II- Para efeitos da graduação da pena ha que atender, por um lado, a gravidade do facto criminoso, seus resultados e intensidade do dolo e, por outro lado, as circunstancias agravantes e atenuantes verificadas.
III- Traduz persistencia da vontade de delinquir e revela elevado grau de ilicitude a conduta do arguido que ao longo de ano e meio acaricia e beija na boca uma menor de 14 anos de idade, ate que acaba por manter com ela relações sexuais de copula vaginal depois de, mais uma vez, a beijar e apalpar nos seios, e de a desnudar da cinta para baixo.
IV- A importancia etico-social, abstracta, do bem juridico violado resultara normalmente da lei vigente, tendo os tribunais de se conformar com os criterios que presidiram a sua elaboração.
V- O desfloramento em consequencia do atentado ao pudor tipifica a agravante de "outro mal alem do mal do crime", prevista pelo n. 31 do artigo 34 do Codigo Penal.

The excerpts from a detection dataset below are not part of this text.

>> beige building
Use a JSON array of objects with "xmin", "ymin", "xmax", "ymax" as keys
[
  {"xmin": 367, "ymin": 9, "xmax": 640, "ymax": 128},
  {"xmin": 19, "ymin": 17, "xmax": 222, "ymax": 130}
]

VI- A noite, mesmo quando não procurada, sempre facilita a pratica do crime, constituindo a agravante n. 19 daquele artigo 34.
VII- O bom comportamento anterior constitui atenuante de pouco relevo, por normal e natural em rapaz de
20 e tal anos de idade.
VIII- A substituição da prisão por multa e a suspensão da pena são de rejeitar perante o pouco valor da unica atenuante provada e o peso das agravantes verificadas, intensidade do dolo e gravidade da ilicitude apurados.